The version of Di Giulio's comment at our disposition suggests that accretions of three RNA ring hairpins could not have formed tRNAs, because all three hairpins are identical, while tRNA branches are not identical. This application of RNA rings to reconstruct tRNAs is inadequate: it uses only RNA ring 13 (AL) and ignores that there are 25 different RNA rings which could be combined. Hence, combining hairpins formed by different RNA rings produces tRNA-like structures with non-identical branches. This results from misunderstandings and/or ignorance of the RNA ring model, which in our view characterizes comments by Burton and by Di Giulio.

The authors of the two- and three-piece models each present their respective models as fail-proof holistic explanations. From that point of view, they are more in contradiction with each other than with the RNA ring approach, which (a) does not claim to explain everything about tRNAs, (b) was not designed to mimick tRNAs nor their evolution, and (c) only secondarily happens to match some tRNA properties, among several other different properties of prebiotic and early life biomolecules and metabolism (Fig. 2).

Fig. 2
figure 2

Scheme of biomolecule properties embedded in RNA rings. Major unexplained properties are ribosome formation (not in scheme) and genetic code codon–amino acid assignments (???). RNA rings contribute to coding and non-coding biomolecular machineries (vertical divide) (Color figure online)

None of the discussed models, including the RNA ring approach, address how tRNAs evolve from splicing/self-assembly, and by which catalysts. The two- and three-piece models do not address the origin of the (two or three) pieces that are being assembled, the RNA rings provide potential answers to this, through a deterministic process (contrarily to Burton's claim that RNA rings are random sequences).

RNA rings are rationally designed. Hence, only rational/mathematical proofs that RNA rings are not the solutions to the constraints of their design can prove that the RNA rings are incorrect. Discussions of their relative relevancy to tRNAs, other biomolecules, and properties of the proto-metabolic world are interesting but do not address the truth that RNA rings solve the minmax problem constraining their design.

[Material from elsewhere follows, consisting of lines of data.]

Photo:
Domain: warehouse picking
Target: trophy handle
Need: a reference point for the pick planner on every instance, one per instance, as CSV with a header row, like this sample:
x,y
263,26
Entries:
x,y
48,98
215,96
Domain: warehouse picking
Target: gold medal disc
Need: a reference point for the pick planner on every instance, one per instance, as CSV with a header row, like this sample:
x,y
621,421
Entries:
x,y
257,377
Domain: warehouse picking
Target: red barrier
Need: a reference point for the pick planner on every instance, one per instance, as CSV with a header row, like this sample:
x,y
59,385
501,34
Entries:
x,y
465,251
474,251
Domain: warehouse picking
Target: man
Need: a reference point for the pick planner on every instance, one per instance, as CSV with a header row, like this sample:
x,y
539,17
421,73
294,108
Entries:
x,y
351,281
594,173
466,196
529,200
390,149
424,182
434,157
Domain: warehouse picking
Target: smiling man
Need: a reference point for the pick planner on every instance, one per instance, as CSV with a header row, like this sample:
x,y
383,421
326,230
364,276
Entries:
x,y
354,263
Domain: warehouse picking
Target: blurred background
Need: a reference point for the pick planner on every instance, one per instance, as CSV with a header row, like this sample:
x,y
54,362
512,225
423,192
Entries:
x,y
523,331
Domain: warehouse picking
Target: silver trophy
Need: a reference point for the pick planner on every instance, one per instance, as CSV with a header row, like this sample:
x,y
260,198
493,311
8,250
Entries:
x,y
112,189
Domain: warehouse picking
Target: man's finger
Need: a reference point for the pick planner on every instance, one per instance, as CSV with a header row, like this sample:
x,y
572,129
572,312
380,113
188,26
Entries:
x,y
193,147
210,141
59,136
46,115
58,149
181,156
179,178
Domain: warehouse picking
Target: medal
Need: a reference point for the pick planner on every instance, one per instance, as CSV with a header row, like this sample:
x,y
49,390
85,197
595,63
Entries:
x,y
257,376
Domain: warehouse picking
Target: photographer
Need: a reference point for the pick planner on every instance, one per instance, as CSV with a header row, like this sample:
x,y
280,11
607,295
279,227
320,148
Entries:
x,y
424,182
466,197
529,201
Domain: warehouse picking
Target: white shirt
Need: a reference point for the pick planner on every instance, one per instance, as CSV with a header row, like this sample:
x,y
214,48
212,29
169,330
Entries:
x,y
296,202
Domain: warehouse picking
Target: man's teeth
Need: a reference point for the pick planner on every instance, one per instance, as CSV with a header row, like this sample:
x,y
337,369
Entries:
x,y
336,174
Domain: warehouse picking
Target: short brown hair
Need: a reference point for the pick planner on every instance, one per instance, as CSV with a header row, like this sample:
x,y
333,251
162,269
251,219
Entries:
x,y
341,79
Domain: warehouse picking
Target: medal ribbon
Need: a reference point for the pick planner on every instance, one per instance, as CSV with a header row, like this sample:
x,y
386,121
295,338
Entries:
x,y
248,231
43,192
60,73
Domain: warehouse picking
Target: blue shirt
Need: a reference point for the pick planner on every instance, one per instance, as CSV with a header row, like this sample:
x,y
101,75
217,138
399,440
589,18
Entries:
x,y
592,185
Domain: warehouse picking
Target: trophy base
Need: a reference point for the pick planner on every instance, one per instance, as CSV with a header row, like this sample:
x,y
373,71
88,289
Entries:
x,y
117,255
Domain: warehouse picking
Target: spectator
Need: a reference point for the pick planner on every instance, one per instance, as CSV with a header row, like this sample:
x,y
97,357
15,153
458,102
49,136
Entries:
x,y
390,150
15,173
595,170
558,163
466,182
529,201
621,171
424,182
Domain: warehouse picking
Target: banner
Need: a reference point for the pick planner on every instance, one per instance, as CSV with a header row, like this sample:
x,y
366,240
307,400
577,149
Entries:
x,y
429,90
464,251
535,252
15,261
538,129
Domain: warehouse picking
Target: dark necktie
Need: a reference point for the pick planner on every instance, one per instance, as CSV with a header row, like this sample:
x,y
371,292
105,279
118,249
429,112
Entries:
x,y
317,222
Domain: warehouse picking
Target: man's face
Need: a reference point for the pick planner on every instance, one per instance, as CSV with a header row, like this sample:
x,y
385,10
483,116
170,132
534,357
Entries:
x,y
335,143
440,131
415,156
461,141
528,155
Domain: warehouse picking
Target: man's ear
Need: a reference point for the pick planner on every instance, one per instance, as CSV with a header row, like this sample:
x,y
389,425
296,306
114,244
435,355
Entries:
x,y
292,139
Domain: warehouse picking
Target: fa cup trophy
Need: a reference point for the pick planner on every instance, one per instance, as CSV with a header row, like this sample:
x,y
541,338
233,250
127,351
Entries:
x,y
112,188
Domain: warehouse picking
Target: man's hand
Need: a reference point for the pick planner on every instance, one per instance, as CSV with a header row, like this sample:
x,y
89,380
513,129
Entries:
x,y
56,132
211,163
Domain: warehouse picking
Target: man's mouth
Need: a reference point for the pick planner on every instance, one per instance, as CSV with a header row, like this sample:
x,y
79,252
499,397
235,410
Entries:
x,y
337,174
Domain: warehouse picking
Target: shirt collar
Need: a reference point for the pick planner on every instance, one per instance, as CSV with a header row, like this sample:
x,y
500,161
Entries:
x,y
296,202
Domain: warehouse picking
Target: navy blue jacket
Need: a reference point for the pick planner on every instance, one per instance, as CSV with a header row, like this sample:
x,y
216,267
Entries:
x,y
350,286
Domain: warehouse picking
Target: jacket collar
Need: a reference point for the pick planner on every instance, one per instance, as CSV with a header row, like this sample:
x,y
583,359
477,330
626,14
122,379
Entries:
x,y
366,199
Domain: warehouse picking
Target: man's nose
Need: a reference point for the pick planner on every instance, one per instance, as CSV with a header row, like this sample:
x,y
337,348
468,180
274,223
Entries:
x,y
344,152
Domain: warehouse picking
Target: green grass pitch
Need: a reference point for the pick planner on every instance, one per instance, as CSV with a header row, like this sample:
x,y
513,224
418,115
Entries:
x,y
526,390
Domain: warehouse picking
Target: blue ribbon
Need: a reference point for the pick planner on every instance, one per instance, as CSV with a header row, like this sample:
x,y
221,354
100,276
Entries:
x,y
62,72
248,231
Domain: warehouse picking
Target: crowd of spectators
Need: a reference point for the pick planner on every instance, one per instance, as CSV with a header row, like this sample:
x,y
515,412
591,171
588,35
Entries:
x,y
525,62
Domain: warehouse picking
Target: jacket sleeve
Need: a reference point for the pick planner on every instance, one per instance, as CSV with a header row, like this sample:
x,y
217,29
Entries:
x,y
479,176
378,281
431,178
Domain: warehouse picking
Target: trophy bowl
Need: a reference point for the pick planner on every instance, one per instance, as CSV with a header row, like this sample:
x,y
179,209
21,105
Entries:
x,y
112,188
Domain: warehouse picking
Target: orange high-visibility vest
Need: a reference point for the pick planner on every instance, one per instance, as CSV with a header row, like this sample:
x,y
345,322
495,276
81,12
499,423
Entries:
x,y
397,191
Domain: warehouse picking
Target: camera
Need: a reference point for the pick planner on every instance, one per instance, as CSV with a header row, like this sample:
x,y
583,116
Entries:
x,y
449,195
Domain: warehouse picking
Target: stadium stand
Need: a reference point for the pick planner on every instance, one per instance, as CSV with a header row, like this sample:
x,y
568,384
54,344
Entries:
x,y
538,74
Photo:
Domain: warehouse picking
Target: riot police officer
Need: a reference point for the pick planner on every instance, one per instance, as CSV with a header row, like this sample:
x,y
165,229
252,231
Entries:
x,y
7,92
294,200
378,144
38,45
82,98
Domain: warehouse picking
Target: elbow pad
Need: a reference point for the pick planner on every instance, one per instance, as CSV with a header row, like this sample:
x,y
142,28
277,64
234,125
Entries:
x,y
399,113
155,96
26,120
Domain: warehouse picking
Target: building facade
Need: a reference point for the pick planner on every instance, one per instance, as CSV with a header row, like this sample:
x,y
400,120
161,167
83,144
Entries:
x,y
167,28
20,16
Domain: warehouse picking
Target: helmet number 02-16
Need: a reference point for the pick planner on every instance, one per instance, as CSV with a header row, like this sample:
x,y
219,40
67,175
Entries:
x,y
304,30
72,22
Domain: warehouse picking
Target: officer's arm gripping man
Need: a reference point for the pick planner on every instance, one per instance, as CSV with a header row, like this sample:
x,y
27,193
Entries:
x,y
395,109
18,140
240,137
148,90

More importantly, arguments developed here show that integrating different hypotheses, rather than focusing on finding (and sometimes creating by error) incompatibilities between hypotheses, improves our understanding. In addition, the possibility that tRNAs are polyphyletic (Di Giulio 2006, 2008a, b, 2013) stresses that different tRNAs might have evolved through different pathways: more than one hypothesis might account for polyphyletic tRNA evolution.